The pooled birth-recode data sets of 2003, 2008, 2013 and 2018 Nigeria Demographic and Health Surveys were employed:
hwdata <- read.dta("C:/A/02/01F20/DEM223 Event History Analysis/hwdata.dta")
hwdata <- hwdata %>% select(strata, psu, iwt, d_age, status_12, status_12b, bcat01) %>%
filter(complete.cases(hwdata))
hwdata$caseid <- c(1:nrow(hwdata))
hwdata$bcat01 <- factor(hwdata$bcat01, levels = c("Group 01", "Group 02", "Group 03",
"Group 04", "Group 05"), labels = c("Grp01", "Grp02", "Grp03", "Grp04", "Grp05"))
hwdata$pwt = c(hwdata$iwt/1000000)
dhsdes = svydesign(id = ~psu, strata = ~strata, weights = ~pwt, data = hwdata)The event variable or censoring indicator is whether a child born in the last five years prior to the surveys died during infancy (uncensored) or had survived the period (censored).
The comparative indicator or main grouping variable is a child’s demographic risk attribute at birth (DRAB); a composite predictor derived from maternal age at birth, birth order and birth interval. The DRAB predictor is classified as follow:
The resultant composite indicator coded as Grp01 (0) vs Grp02 (1), Grp03 (2), Grp04 (3), and Grp05 (4). The analysis compared the pattern of infant mortality risks among these groups hypothesizing that the the mortality risks will be indifferent across the DRAB dimensions.

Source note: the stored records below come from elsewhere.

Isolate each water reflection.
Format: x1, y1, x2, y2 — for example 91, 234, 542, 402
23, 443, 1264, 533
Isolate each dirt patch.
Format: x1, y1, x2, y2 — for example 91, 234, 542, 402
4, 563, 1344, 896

** It is worthy to note that the DRAB categorization as presented here is for illustration purpose and subject to further refinement. Meanwhile, the categories was so constructed as the my interest is to investigate the effect of stage of childbearing age, especially the ages at the end of childbearing age spectrum, on early-life mortality experience. This is mainly conceived to capture and measure the impact of the mostly avoidable demographic risk associated with extreme maternal age-related fertility behaviors and compare the risk with those characterized by middle maternal age. Also, there were too few cases in birth order 1, and birth interval outside 24-59 range for early-age and advanced-age mothers.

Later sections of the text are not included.